Suppose that each group has a different intercept, with \(\alpha_i\) denoting the intercept for group \(i\). (From here on we will assume, contrary to our usual practice, that \(x_{ij}\) does not contain an intercept.) In other words, the baseline level of the response varies across groups. We can then decompose the error term \(\epsilon_{ij}\) into the group-specific effect \(\alpha_i\) and an idiosyncratic unit-level error \(\eta_{ij}\), giving us the model \[ Y_{ij} = x_{ij}^\top \beta + \underbrace{\alpha_i + \eta_{ij}}_{\epsilon_{ij}}. \] We will assume that \(\eta_{ij}\) is independent and identically distributed across observations, so the within-group correlation comes exclusively from the fact that the group effect \(\alpha_i\) enters the error term for every observation in the group. Let \(V[\alpha_i] = \sigma_{\alpha}^2\) and \(V[\eta_{ij}] = \sigma_{\eta}^2\). Under this model, the covariance structure is \[ \text{Cov}[\epsilon_{ij}, \epsilon_{i'j'}] = \begin{cases} \sigma_{\eta}^2 + \sigma_{\alpha}^2 & i = i', j = j', \\ \sigma_{\alpha}^2 & i = i', j \neq j', \\ 0 & i \neq i'. \end{cases} \] This is equivalent to assuming \(\Omega\) takes the block-diagonal form given above, with each \(\Omega_i\) along the diagonal being \[ \Omega_i = \begin{bmatrix} \sigma_{\eta}^2 + \sigma_{\alpha}^2 & \sigma_{\alpha}^2 & \cdots & \sigma_{\alpha}^2 \\ \sigma_{\alpha}^2 & \sigma_{\eta}^2 + \sigma_{\alpha}^2 & \cdots & \sigma_{\alpha}^2 \\ \vdots & \vdots & \ddots & \vdots \\ \sigma_{\alpha}^2 & \sigma_{\alpha}^2 & \cdots & \sigma_{\eta}^2 + \sigma_{\alpha}^2 \end{bmatrix}. \]
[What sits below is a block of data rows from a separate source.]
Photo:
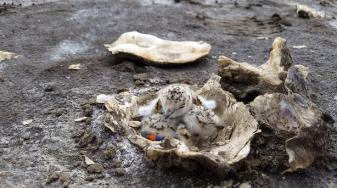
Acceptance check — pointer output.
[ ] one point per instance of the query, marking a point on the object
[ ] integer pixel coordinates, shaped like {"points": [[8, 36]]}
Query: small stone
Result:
{"points": [[81, 119], [65, 179], [134, 124], [299, 46], [141, 77], [102, 98], [120, 171], [52, 177], [49, 88], [89, 178], [109, 153], [27, 122], [125, 66], [95, 168], [245, 185], [87, 110], [74, 67], [116, 163], [226, 183], [26, 136]]}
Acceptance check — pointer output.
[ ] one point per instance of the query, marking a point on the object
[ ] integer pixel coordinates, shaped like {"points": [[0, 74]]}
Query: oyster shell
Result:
{"points": [[7, 55], [300, 80], [304, 11], [298, 122], [247, 81], [156, 50], [226, 140]]}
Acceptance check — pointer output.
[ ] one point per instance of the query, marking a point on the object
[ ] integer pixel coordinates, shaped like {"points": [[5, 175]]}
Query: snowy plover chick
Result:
{"points": [[174, 101], [202, 123]]}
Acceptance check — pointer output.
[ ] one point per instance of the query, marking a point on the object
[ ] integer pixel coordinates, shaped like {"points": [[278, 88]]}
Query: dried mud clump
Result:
{"points": [[278, 96], [158, 51]]}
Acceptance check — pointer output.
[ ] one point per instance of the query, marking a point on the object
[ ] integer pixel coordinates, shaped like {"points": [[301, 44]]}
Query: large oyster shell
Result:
{"points": [[295, 120], [156, 50], [231, 145], [247, 81]]}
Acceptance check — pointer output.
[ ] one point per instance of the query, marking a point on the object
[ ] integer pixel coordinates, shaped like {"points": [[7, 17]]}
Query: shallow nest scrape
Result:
{"points": [[217, 138], [218, 153]]}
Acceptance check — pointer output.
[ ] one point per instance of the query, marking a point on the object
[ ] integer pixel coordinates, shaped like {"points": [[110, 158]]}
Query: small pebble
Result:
{"points": [[120, 171]]}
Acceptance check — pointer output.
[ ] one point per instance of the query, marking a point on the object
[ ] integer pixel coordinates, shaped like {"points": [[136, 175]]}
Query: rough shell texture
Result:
{"points": [[247, 81], [156, 50], [7, 55], [304, 11], [297, 121], [300, 80], [231, 145]]}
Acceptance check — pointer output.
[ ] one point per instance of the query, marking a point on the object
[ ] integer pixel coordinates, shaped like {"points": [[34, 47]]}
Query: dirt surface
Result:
{"points": [[49, 36]]}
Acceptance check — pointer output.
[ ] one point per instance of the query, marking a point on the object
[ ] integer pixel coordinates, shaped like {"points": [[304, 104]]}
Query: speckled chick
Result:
{"points": [[174, 101], [202, 123]]}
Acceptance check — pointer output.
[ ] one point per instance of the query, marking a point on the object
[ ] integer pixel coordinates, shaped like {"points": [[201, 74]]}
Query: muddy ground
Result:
{"points": [[49, 36]]}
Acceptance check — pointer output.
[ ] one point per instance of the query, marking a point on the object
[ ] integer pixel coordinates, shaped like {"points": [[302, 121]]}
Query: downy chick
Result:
{"points": [[202, 123], [175, 101]]}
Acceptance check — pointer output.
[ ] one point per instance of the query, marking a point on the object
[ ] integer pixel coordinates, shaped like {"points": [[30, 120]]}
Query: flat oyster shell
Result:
{"points": [[247, 81], [159, 51], [297, 121], [231, 145], [7, 55]]}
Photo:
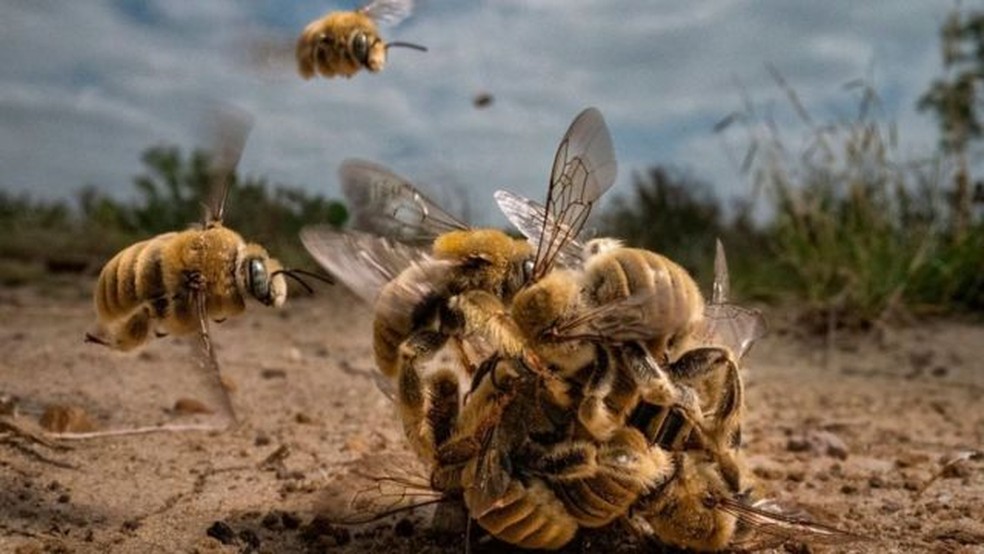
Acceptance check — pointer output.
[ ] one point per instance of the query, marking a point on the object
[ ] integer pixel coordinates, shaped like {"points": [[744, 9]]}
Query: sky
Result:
{"points": [[85, 87]]}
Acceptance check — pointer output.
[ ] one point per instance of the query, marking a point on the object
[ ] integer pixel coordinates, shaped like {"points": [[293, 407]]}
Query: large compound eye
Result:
{"points": [[360, 48], [258, 280], [527, 270]]}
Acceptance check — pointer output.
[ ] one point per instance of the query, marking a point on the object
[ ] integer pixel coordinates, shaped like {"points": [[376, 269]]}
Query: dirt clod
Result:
{"points": [[222, 532]]}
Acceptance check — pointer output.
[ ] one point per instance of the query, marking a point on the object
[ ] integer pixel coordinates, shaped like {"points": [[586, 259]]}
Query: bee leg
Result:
{"points": [[599, 483], [609, 394], [414, 393], [714, 371], [90, 337], [658, 388]]}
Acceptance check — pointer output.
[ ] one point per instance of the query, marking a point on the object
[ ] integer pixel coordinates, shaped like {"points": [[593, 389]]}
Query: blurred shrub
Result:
{"points": [[861, 235], [171, 195], [671, 212]]}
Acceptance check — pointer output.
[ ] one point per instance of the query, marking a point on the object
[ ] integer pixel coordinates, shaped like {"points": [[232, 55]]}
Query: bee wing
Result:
{"points": [[583, 169], [375, 487], [363, 262], [232, 127], [386, 204], [728, 324], [529, 216], [771, 528], [721, 289], [209, 360], [388, 12], [733, 326]]}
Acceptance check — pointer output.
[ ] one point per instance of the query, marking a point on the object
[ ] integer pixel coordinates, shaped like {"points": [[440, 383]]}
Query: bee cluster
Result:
{"points": [[553, 385]]}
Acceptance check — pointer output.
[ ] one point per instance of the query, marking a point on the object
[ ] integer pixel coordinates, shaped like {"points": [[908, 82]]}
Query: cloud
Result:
{"points": [[86, 86]]}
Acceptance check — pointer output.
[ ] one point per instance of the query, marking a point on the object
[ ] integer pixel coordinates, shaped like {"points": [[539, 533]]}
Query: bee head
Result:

If we knew \(\sigma_{\alpha}^2\) and \(\sigma_{\eta}^2\), we could efficiently estimate \(\beta\) via the generalized least squares estimator, \[ \hat{\beta}_{\text{GLS}}(Y, \mathbf{X}, \Omega) = (\mathbf{X}^\top \Omega^{-1} \mathbf{X})^{-1} \mathbf{X}^\top \Omega^{-1} Y. \] As you surely noticed, this looks identical to the weighted least squares estimator, because WLS is the special case of GLS in which \(\Omega\) is a diagonal matrix. Anyway, the problem is, we don’t know the two error variances. But we can estimate them. In the interests of time, I will skip over exactly how we do this—you can find the details in Johnston and DiNardo (1997, chap. 12). If we replace \(\sigma_{\alpha}^2\) and \(\sigma_{\eta}^2\) in \(\Omega\) with their corresponding estimates and call the resulting matrix \(\hat{\Omega}\), we can use the feasible GLS estimator, \[ \hat{\beta}_{\text{FGLS}}(Y, \mathbf{X}, \hat{\Omega}) = (\mathbf{X}^\top \hat{\Omega}^{-1} \mathbf{X})^{-1} \mathbf{X}^\top \hat{\Omega}^{-1} Y. \]
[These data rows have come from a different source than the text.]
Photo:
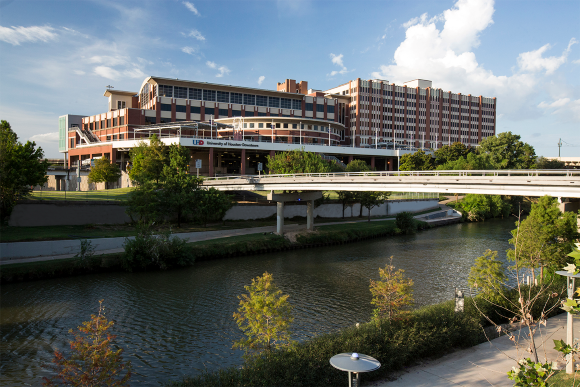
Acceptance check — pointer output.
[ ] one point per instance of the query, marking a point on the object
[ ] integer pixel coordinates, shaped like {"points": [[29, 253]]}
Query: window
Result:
{"points": [[165, 91], [236, 98], [209, 95], [249, 99], [195, 94], [180, 92], [274, 102], [223, 96]]}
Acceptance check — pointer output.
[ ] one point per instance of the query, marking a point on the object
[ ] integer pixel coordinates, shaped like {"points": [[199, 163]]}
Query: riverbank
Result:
{"points": [[207, 250]]}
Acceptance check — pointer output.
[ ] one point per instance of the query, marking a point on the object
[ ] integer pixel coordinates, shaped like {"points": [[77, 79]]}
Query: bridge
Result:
{"points": [[556, 183]]}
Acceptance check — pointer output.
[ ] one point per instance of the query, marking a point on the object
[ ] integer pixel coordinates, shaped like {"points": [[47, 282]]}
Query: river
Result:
{"points": [[176, 323]]}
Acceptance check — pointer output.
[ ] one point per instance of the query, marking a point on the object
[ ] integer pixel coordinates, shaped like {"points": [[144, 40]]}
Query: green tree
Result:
{"points": [[506, 151], [371, 199], [299, 161], [357, 166], [212, 204], [21, 168], [264, 315], [488, 274], [104, 171], [148, 161], [451, 153], [544, 163], [392, 293], [94, 361], [418, 161]]}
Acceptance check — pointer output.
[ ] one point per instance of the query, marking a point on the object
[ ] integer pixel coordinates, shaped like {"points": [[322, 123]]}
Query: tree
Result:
{"points": [[264, 315], [544, 163], [104, 171], [21, 167], [506, 151], [418, 161], [148, 161], [488, 274], [371, 199], [347, 199], [357, 166], [212, 204], [93, 361], [453, 152], [299, 161], [391, 293]]}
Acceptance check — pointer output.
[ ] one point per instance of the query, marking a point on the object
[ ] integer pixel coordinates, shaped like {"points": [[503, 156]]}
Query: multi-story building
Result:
{"points": [[232, 129]]}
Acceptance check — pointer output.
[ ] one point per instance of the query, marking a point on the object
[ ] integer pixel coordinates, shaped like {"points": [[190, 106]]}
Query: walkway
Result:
{"points": [[24, 252], [485, 364]]}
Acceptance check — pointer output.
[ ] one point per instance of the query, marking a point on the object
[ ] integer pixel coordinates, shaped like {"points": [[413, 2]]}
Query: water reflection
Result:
{"points": [[180, 322]]}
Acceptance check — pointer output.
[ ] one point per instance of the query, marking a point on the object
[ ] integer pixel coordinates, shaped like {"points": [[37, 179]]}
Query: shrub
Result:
{"points": [[406, 223], [149, 251]]}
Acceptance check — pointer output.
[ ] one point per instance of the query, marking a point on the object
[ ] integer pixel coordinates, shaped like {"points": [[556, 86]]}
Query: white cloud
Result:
{"points": [[337, 60], [188, 50], [191, 7], [17, 35], [107, 72], [46, 137], [533, 60]]}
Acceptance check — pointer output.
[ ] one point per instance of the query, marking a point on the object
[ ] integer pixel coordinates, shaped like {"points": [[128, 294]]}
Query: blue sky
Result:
{"points": [[57, 57]]}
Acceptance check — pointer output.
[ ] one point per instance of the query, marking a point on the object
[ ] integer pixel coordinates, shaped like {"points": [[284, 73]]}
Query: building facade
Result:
{"points": [[234, 128]]}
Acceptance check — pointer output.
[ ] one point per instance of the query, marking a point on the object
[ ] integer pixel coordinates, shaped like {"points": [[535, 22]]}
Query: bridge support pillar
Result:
{"points": [[310, 215], [279, 218]]}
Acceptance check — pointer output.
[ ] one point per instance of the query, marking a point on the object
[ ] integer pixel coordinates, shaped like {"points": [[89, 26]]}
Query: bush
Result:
{"points": [[406, 223], [148, 251]]}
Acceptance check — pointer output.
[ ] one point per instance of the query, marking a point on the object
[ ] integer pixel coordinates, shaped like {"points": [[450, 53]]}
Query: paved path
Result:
{"points": [[485, 364], [24, 252]]}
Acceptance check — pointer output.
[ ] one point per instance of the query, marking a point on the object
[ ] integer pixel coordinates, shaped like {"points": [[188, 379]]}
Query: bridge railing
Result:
{"points": [[497, 173]]}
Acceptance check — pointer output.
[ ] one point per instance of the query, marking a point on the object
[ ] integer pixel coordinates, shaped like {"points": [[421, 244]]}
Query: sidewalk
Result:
{"points": [[24, 252], [485, 364]]}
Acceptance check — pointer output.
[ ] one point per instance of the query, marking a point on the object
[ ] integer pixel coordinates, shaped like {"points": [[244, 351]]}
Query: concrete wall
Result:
{"points": [[329, 210], [59, 213], [66, 214]]}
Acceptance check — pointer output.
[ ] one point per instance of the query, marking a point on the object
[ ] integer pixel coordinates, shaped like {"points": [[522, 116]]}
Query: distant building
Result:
{"points": [[232, 128]]}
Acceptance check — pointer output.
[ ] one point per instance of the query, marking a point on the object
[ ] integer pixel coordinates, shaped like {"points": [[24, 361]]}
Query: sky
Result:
{"points": [[58, 57]]}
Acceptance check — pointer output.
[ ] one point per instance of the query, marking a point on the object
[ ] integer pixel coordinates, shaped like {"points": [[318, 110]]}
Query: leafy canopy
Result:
{"points": [[264, 316]]}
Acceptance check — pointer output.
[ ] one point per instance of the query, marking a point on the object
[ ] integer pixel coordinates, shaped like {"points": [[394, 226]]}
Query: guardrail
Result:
{"points": [[496, 173]]}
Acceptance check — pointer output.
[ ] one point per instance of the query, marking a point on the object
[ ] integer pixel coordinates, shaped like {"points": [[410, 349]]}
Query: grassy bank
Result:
{"points": [[205, 250]]}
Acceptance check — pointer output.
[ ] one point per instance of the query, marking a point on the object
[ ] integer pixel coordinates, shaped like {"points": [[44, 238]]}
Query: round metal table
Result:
{"points": [[354, 363]]}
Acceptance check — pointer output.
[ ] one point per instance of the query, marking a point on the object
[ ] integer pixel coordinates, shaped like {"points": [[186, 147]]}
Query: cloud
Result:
{"points": [[337, 60], [195, 34], [223, 70], [46, 137], [17, 35], [533, 60], [191, 7], [188, 50]]}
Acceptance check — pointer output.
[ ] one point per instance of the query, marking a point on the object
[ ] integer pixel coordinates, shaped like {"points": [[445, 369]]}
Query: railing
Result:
{"points": [[454, 173]]}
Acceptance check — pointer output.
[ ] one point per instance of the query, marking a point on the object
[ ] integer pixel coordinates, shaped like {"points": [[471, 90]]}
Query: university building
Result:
{"points": [[232, 129]]}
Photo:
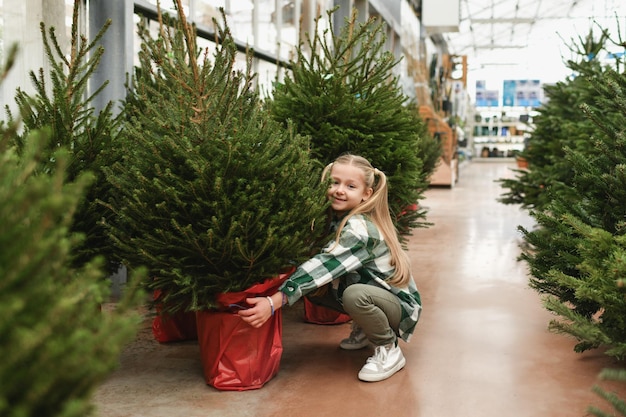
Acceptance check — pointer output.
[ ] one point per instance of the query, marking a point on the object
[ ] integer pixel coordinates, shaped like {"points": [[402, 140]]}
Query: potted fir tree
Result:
{"points": [[342, 92], [213, 196]]}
We call this application of feasible GLS the random effects estimator, or \(\hat{\beta}_{\text{RE}}\). As long as we have correctly specified the form of \(\Omega\) and the usual exogeneity condition holds (\(E[\epsilon_{ij} \,|\, x_{ij}] = 0\)), then the random effects estimator is consistent and asymptotically efficient: in large enough samples it gets close to the right answer and no other linear estimator gets closer on average. The small-sample properties are generally unknown.

But I have tried to slip something past you here. I referred to the “usual exogeneity condition” like a bit of a throwaway. But this is unduly restrictive when \(\epsilon_{ij}\) contains a group-specific effect. It implies that the group-specific effects must be uncorrelated with all of the covariates—a condition that is at best questionable in most observational data settings. Recall the earlier example where kids from higher-income families get placed in classrooms with higher-ability teachers. If \(\text{Cov}[x_{ij}, \alpha_i] \neq 0\), then the random effects estimator will be inconsistent. If this is so, we need to bite the bullet and estimate the \(\alpha_i\)’s.

Fixed Effects

The fixed effects estimator is much easier to define than the random effects estimator. It is simply the regression of \(Y\) on \(\mathbf{Z}\), the matrix that contains both the covariates and the group membership dummies: \[ \hat{\beta}_{\text{FE}}(Y, \mathbf{Z}) = \hat{\beta}_{\text{OLS}}(Y, \mathbf{Z}) [1, \ldots, p], \] in other words, only the first \(p\) elements of the \(p + N\) OLS estimates. Fixed effects takes the part of the error term that is correlated with the covariates—the group-specific intercepts—and brings them into the covariate matrix, purging the source of omitted variable bias that arises under OLS or random effects.

Most textbook treatments of fixed effect estimators go through a whole rigmarole about computation, because inverting the \((N + p) \times (N + p)\) matrix \(\mathbf{Z}^\top \mathbf{Z}\) used to be impossible for large \(N\). This is no longer true,² so you can safely ignore most of the hand-wringing about computational difficulties.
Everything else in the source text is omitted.